Chloe Smith, Conservative MP for Norwich North, will interrupt her maternity leave to support the Government in passing a Bill to invoke Article 50 and leave the EU.
While she has been on leave, Chloe has ensured that her constituents are served by her Norwich office with the help of neighbouring MP Keith Simpson, but has not normally been attending debates in Parliament. She has closely followed Brexit and welcomed constituents’ correspondence on the topic. She spoke in Parliament on post-Brexit priorities in Norwich, before beginning leave.
She and her husband Sandy are using Shared Parental Leave, introduced by the Conservative-led government in 2014, to care equally for their son who was born in September. Chloe will return to work fully in Norwich and Parliament at the start of April.

For this exceptional Bill, Chloe says that she and Sandy will juggle their jobs with childcare like many working parents. They expect to bring their baby into Parliament next week behind the scenes to allow Chloe to go through the voting lobbies. She says: “Brexit is now the central issue of our times. So, I’ll be there voting for this crucial Bill to uphold the democratic result of the referendum. I’m grateful to everyone in north Norwich who’s let me know their views.”
Chloe adds: “Being a new parent is great! I’m grateful to everyone who is supporting me while I take leave to begin to raise our son. I know it’ll be hard to juggle everything as a working parent but it’s important for that support to be there in my workplace as in any other, so we can have all walks of life represented in Parliament. I’m looking forward to returning fully to serve my constituents after my parental leave.”

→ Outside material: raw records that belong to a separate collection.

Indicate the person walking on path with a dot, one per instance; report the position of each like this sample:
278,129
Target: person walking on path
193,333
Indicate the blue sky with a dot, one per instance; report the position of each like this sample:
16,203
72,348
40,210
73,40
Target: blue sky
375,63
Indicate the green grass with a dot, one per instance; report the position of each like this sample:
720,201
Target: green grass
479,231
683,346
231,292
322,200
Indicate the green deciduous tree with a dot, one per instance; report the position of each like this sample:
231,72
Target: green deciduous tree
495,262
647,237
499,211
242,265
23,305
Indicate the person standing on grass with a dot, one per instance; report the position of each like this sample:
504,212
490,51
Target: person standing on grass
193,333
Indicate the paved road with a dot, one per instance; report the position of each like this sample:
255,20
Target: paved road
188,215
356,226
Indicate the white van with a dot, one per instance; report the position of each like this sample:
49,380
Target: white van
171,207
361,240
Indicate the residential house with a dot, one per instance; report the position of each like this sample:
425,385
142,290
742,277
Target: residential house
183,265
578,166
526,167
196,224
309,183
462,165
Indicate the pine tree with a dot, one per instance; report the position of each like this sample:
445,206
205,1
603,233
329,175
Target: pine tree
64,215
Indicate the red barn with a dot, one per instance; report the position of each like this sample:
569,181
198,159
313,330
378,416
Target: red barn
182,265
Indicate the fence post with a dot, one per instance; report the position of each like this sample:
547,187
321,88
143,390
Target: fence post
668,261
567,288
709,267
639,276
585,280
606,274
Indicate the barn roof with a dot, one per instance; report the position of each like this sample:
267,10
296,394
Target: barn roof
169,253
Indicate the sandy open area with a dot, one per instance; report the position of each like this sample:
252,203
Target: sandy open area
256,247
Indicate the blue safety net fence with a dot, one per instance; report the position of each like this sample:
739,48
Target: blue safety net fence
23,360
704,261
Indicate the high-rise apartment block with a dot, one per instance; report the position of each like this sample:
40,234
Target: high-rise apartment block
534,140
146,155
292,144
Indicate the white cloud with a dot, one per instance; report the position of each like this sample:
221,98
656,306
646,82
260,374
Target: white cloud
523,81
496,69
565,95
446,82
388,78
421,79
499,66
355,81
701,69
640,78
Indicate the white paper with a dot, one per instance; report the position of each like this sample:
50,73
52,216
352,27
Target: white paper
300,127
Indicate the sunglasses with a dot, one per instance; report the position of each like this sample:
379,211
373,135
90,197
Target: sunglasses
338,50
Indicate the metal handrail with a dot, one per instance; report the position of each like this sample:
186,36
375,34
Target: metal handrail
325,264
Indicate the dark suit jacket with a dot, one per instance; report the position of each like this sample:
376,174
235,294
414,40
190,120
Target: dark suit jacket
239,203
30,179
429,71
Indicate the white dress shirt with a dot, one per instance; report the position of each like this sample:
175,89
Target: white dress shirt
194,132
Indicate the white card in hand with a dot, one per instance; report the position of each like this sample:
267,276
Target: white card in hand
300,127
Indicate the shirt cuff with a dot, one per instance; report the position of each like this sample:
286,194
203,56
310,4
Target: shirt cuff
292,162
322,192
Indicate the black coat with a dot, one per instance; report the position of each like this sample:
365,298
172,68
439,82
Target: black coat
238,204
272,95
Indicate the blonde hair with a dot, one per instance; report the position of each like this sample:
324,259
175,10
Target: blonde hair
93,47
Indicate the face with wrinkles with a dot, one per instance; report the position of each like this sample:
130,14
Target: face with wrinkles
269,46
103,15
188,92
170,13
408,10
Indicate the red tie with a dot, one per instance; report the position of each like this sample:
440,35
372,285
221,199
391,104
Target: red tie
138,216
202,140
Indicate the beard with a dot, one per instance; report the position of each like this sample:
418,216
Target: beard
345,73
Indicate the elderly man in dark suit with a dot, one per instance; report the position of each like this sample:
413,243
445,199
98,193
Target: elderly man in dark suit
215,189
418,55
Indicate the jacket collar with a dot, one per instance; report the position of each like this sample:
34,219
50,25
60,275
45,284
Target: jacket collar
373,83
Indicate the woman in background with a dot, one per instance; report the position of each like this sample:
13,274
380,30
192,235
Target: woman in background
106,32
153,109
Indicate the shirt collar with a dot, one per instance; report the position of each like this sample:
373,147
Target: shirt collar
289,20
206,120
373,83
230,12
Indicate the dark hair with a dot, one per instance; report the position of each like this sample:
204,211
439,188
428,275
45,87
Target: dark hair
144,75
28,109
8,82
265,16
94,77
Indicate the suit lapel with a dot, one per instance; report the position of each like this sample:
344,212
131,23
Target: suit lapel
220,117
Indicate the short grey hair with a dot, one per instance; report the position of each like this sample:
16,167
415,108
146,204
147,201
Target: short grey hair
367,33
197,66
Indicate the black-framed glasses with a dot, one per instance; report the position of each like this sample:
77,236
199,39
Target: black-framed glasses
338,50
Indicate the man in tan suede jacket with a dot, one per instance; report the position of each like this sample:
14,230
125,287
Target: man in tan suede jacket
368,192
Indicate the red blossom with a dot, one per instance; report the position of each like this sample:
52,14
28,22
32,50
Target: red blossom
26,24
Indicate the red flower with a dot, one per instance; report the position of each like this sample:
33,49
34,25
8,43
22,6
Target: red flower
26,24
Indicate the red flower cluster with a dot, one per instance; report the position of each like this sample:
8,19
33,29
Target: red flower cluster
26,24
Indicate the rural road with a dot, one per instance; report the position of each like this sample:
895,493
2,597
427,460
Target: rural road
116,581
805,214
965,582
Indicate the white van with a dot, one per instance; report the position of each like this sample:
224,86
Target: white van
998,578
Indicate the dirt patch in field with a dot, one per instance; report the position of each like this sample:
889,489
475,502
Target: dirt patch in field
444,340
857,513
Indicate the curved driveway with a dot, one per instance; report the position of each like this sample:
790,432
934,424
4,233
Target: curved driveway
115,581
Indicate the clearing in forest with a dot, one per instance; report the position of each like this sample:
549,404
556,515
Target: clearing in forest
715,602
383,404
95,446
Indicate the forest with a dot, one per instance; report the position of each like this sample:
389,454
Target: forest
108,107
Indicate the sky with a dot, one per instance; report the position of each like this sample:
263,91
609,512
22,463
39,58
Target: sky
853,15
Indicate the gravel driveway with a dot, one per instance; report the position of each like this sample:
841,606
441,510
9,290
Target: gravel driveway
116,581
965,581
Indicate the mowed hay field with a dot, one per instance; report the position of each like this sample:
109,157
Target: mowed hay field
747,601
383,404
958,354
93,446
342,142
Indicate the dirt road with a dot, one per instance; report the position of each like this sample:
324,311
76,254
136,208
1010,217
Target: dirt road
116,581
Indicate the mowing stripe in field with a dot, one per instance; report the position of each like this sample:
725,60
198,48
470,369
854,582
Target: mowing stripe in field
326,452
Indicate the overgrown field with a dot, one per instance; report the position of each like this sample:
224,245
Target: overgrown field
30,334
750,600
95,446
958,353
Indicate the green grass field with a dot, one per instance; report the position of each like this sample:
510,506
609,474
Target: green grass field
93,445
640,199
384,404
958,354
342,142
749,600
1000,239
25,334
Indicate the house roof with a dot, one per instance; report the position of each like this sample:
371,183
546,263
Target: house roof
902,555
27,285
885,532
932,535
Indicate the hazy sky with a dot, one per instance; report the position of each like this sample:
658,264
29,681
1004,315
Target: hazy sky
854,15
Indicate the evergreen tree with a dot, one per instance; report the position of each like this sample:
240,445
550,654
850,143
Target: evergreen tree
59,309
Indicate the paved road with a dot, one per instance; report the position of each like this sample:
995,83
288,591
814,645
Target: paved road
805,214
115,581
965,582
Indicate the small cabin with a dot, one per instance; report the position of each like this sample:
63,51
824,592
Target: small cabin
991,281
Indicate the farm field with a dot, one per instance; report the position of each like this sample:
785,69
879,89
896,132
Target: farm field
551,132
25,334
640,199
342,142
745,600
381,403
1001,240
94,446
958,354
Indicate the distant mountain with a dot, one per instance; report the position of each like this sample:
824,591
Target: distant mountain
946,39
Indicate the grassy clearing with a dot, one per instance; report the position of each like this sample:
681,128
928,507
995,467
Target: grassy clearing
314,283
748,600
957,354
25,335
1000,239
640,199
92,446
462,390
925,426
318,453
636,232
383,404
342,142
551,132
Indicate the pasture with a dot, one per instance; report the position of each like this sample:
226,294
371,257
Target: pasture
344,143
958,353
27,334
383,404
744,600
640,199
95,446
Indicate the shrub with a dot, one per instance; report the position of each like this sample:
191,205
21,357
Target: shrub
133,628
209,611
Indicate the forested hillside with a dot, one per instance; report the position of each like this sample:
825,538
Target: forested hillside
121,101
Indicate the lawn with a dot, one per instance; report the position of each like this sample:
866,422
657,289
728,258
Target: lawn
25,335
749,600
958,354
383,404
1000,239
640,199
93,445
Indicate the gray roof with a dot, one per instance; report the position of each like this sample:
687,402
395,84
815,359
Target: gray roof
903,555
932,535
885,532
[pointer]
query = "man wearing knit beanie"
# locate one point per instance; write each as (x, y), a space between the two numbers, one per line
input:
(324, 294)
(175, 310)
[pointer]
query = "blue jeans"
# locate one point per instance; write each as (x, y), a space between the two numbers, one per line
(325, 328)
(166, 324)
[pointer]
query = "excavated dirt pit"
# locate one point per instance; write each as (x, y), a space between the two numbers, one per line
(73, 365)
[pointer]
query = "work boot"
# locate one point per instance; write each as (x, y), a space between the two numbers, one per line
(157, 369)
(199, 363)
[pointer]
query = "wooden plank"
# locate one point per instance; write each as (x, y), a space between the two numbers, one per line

The Conservative Government’s decision to call a referendum on the simple question of EU membership has divided the country and nobody seems to have a clear idea of what the impact on Britain will be of the narrow vote to leave. Chloe Smith will also have to face her constituents who may not be pleased with Brexit as in Norwich there was a clear majority (56%) in favour of staying in the European Union.

The Article 50 debate which enables Parliament to discuss the referendum advice to leave the EU has divided both major parties with both Labour and Tory MPs vowing to vote against the legislation.